If your goal is to use the safest products, the Environmental Working Group has combined databases and studies. They compile many resources and information into rating beauty products for safety. The EWG rates products on a scale of one to ten, with one being the safest and ten being the most harmful. It also breaks down ingredient concerns by cancer, development and reproductive toxicity, allergies, and immunotoxicity, and use restrictions. The EWG is very conservative, and many of the ingredients they caution against are currently deemed safe by the FDA.

The EWG’s Skin Deep database works well if you’re looking up one specific item. It can be overwhelming if you’re looking under a broad category like cleanser, which will list hundreds of products. If you’re looking for a new product, I recommend typing in a brand name that you like and see what the scores are of their different products. You can also scroll through a few pages of the products with lower, safer ingredient list scores and look for brands that you’re familiar with that may pop out at you.

Additional Resources

There are some additional resources you can check out for more information on skincare and product safety.

The Mother to Baby website is a source of information on medications and exposures during pregnancy and breastfeeding. You can see their article on skincare, which also has links to fact sheets on specific ingredients.

The LactMed database is an excellent resource for the safety of medications and ingredients when breastfeeding.

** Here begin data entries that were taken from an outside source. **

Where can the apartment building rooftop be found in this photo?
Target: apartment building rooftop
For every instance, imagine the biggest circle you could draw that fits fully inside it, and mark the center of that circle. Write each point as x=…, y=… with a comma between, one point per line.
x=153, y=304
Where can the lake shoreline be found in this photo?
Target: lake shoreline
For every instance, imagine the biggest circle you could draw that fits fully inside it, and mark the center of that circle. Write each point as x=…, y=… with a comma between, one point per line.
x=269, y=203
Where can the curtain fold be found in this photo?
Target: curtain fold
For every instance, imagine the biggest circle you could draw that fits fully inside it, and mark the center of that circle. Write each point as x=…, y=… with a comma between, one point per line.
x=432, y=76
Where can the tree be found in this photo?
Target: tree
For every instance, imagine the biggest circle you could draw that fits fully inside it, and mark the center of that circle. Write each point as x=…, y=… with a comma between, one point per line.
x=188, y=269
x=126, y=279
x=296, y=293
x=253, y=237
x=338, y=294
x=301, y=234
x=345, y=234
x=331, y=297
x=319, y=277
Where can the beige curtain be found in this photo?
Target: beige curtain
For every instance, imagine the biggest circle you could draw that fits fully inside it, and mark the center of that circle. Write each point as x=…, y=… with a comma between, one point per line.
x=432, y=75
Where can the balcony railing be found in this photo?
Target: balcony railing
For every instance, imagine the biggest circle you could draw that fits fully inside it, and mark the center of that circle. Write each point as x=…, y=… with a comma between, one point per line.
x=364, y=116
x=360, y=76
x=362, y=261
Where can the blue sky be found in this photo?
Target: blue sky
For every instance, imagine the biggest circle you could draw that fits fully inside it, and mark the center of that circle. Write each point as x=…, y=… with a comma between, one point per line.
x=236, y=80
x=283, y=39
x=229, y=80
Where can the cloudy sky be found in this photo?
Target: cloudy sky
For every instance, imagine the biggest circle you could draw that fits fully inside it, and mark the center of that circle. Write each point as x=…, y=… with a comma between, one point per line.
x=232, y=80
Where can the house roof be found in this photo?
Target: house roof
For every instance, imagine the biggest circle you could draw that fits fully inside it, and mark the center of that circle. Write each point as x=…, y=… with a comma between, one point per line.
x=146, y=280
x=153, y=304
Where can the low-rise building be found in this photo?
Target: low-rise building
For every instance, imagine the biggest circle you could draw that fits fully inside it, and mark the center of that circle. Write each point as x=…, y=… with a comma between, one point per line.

If you want to learn more about how different ingredients impact your skin and the book Skin Care by Caroline Hirons is an excellent resource. Caroline Hirons is an internationally recognized esthetician who is a skincare expert. Her book breaks down what different ingredients do, how to care for your skin, and how to find the right routine and products for you.

Seeing a Dermatologist

If you have skincare issues that you cannot treat on your own, please seek the help of a dermatologist. A Dermatologist is a doctor that specializes in skin, hair, and nails. They go through 12 or more years of school and extensive training to be experts in their field.